Innphilharmonie Rosenheim widmet dem Tod ein Gesamtkunstwerk

Kiefersfelden – Kaum jemand würde sich trauen, auf das c-Moll-Requiem von Luigi Cherubini, das berühmteste Requiem im 19. Jahrhundert, Musik der Rockgruppe „Queen“ draufzusetzen. Andreas Penninger, der Leiter der Innphilharmonie Rosenheim, hat sich getraut – und es hat funktioniert. Nach dem „Dies irae“ mit Gerichtsposaunen und Tamtam, nach dem dreifachen Aufschrei im „Agnus Dei“ und dem langsam-düsteren Ende des Requiems rezitierte der Sprecher Franz Knarr von der Kanzel aus die deutsche Übersetzung und der Chor sang begeistert-ekstatisch und vom starken Schlagzeug angefeuert „The show must go on“ – „auch wenn mir das Herz bricht“, heißt es da.

Klangstarke
und prunkende

Bearbeitung

Vorher schon hatte der Chor klangstark und in prunkender Orchesterbearbeitung mit Queen gefragt: „Who Wants to live forever?“ Die Antwort von Queen: Das Heute ist die Ewigkeit – und besiegt damit den „dies irae“, den „Tag des Zorns“ beim Weltgericht am Jüngsten Tag. Das Herz brach nicht, sondern war entflammt.

„Requiem aternam“ war der Titel des Konzertes, das sowohl in der Rosenheimer Christkönigkirche als auch in der Heilig-Kreuz-Kirche in Kiefersfelden gegeben wurde. Ein Requiem mitten im Frühling, wenn schon Grilldüfte durchs Kirchenschiff wehen? Wer will da schon an den Tod denken? Einerseits – andererseits heißt es „Media in vita in morte sumus“: Mitten im Leben sind wir vom Tod umfangen.

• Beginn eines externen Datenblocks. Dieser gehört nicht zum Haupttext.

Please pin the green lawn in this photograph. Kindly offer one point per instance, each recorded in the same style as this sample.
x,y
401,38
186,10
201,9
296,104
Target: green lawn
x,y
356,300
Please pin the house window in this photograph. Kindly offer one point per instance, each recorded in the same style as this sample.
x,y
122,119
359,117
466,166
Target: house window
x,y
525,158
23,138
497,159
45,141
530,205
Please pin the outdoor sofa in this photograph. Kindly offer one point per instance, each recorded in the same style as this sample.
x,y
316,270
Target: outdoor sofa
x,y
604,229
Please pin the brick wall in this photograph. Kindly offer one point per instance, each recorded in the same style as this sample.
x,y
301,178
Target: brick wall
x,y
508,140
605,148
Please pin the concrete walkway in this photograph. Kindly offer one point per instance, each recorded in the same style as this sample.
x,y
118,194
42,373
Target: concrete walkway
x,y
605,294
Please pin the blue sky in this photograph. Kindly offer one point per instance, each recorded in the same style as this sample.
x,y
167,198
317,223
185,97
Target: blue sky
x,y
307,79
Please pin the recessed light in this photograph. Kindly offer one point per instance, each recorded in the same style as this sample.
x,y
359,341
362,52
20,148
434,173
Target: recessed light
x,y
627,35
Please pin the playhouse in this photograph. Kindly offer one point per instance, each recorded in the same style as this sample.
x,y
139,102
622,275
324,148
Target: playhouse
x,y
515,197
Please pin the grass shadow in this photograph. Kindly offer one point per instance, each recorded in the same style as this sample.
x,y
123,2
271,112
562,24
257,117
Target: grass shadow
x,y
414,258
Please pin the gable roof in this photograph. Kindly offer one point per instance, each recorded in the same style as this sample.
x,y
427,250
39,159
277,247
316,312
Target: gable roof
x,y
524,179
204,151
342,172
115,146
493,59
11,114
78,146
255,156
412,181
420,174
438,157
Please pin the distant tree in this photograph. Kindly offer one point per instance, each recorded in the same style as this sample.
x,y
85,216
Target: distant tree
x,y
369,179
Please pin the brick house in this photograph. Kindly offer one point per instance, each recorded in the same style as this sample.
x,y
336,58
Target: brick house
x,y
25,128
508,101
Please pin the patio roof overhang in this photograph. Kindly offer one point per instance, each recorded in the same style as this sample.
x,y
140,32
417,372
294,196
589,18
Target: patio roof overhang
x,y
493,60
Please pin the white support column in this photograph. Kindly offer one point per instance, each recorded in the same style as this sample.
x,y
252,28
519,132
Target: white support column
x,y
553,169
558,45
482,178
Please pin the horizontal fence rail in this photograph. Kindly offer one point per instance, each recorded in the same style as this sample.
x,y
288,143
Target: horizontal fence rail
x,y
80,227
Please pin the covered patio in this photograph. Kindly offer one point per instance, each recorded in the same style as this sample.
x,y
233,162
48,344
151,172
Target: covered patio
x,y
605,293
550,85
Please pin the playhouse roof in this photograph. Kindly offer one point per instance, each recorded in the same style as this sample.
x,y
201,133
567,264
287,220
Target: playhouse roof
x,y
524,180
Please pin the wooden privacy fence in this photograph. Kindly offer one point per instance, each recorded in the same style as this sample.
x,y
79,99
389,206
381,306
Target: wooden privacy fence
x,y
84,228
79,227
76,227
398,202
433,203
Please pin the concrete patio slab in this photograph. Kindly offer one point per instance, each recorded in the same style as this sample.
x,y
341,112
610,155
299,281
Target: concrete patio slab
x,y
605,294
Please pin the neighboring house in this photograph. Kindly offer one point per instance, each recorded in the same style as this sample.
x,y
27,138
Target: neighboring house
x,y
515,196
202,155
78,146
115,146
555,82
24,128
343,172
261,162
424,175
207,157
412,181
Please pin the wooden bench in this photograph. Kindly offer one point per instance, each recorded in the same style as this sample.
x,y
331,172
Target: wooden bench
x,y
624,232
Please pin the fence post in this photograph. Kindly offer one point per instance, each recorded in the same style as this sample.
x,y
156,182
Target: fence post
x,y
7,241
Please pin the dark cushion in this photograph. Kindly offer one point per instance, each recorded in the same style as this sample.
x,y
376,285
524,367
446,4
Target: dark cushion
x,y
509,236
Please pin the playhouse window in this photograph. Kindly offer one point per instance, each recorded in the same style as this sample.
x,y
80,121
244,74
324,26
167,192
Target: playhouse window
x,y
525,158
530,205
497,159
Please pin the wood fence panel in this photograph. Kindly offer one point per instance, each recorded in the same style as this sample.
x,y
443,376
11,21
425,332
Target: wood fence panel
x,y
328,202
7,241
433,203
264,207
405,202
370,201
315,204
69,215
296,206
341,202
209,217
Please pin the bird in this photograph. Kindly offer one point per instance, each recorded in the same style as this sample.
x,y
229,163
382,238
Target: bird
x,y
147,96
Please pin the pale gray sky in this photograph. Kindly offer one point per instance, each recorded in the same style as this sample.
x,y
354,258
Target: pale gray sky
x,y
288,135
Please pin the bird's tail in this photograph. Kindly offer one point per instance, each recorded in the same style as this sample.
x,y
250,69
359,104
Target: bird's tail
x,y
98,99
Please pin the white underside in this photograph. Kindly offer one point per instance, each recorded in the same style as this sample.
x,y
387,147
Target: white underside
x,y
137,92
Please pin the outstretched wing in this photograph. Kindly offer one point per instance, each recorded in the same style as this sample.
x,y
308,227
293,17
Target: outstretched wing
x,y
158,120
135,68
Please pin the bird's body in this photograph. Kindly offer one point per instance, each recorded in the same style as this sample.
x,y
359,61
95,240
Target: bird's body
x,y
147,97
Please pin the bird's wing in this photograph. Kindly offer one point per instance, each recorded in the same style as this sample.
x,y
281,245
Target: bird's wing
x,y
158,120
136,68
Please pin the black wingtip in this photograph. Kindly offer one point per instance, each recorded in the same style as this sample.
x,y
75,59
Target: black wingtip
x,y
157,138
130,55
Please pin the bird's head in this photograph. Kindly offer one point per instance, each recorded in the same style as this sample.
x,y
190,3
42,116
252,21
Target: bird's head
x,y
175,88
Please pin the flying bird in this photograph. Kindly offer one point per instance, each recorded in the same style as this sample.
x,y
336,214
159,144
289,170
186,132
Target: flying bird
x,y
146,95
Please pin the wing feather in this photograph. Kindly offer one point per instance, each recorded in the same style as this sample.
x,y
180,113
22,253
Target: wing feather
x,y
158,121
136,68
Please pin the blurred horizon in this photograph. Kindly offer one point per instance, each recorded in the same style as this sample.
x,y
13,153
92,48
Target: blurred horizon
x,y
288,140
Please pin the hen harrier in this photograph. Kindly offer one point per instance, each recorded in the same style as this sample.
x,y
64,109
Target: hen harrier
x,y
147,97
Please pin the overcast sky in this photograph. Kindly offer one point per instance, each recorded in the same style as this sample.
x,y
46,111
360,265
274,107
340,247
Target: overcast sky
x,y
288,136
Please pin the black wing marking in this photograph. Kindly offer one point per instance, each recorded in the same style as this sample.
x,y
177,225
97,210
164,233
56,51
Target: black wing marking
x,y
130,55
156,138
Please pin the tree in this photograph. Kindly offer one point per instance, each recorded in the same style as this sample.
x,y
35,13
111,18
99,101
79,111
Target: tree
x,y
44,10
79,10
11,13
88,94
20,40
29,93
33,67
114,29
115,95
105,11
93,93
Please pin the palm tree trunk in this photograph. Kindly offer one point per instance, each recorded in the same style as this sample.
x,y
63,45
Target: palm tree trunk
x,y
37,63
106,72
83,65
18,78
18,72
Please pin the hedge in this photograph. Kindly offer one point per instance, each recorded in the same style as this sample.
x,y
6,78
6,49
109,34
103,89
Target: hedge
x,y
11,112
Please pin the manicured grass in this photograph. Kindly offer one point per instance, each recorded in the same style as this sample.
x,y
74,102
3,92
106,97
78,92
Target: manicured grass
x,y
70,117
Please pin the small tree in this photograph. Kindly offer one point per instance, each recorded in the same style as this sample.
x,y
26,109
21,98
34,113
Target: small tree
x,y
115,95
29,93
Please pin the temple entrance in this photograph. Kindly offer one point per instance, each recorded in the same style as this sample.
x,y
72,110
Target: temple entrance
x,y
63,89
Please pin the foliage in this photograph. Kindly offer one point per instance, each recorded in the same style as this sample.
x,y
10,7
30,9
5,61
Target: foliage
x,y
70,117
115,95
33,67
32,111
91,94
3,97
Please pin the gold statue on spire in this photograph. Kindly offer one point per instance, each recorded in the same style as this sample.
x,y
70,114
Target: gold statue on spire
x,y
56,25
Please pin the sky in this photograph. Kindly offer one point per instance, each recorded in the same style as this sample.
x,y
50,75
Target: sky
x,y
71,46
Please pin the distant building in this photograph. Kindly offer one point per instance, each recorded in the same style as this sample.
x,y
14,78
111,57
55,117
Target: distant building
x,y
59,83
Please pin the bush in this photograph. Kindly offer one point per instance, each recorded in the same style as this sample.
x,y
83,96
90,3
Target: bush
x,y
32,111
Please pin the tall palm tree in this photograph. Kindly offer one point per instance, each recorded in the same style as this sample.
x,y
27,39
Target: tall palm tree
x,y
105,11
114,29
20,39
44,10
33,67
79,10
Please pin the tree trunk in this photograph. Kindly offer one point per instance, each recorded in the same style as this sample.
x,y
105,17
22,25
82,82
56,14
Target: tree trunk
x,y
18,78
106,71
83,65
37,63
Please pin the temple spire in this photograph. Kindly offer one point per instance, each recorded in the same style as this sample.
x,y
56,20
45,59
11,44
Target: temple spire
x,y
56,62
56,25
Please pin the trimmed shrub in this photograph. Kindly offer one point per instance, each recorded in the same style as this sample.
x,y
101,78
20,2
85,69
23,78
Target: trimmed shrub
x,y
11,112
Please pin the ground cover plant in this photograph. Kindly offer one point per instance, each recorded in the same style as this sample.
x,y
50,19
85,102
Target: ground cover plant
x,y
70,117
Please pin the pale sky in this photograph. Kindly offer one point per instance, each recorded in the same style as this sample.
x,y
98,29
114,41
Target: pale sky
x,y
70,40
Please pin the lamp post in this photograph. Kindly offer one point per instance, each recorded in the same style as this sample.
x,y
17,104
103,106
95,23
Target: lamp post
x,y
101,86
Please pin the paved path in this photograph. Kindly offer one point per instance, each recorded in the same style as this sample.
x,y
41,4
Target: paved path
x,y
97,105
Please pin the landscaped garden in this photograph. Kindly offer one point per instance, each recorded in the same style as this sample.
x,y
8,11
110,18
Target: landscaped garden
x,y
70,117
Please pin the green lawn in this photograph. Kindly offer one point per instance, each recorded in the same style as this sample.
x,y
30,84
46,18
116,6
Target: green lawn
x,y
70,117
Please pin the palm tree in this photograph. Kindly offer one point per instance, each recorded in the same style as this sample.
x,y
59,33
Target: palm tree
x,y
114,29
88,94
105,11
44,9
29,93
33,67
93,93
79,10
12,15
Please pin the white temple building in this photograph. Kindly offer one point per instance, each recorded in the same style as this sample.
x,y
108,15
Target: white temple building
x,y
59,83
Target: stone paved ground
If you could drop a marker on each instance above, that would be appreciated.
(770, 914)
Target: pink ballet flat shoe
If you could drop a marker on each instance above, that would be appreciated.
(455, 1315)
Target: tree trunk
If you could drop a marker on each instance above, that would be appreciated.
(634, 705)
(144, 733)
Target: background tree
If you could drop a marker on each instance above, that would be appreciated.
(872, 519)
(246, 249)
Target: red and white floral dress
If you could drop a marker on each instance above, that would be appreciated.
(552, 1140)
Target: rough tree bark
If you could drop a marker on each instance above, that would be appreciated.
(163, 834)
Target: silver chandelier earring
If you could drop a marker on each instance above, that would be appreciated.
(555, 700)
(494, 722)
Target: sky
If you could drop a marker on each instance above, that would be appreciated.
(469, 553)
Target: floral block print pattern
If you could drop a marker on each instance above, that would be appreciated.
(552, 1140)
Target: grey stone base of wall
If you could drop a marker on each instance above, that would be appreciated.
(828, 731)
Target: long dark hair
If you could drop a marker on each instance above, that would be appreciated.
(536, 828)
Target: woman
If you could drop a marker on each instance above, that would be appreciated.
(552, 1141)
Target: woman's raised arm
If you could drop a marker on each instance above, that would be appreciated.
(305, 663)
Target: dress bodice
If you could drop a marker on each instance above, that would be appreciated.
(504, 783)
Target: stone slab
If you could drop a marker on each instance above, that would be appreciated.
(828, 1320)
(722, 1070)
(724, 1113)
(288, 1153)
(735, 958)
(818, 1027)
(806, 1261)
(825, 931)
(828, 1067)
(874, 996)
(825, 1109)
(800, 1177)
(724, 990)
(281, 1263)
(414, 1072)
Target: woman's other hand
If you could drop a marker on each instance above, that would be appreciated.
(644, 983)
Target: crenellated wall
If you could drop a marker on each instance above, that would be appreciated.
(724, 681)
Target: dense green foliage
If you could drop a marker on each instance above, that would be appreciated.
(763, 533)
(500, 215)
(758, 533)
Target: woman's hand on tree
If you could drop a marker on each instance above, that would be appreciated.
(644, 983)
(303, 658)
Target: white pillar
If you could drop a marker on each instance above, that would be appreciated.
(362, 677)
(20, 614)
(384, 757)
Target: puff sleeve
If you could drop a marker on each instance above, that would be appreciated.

Andreas Penninger hatte dem Tode ein sorgfältig komponiertes Gesamtkunstwerk gewidmet aus alter und klassischer Musik, Rock- und Pop-Musik und Wort. Das Wort führte Franz Knarr mit dem Text der gesungenen Songs, mit dem berühmten Brief von Mozart, in dem der den Tod als „Schlüssel zur wahren Glückseligkeit“ bezeichnet, vor allem zwischen den Requiem-Teilen mit Texten aus der Apokalypse: eindringlich und drohend. Am liebevollsten klang er, als er „Heast as ned“ von Hubert von Goisern rezitierte, da war der dialektale Text einig mit seinem Herzen.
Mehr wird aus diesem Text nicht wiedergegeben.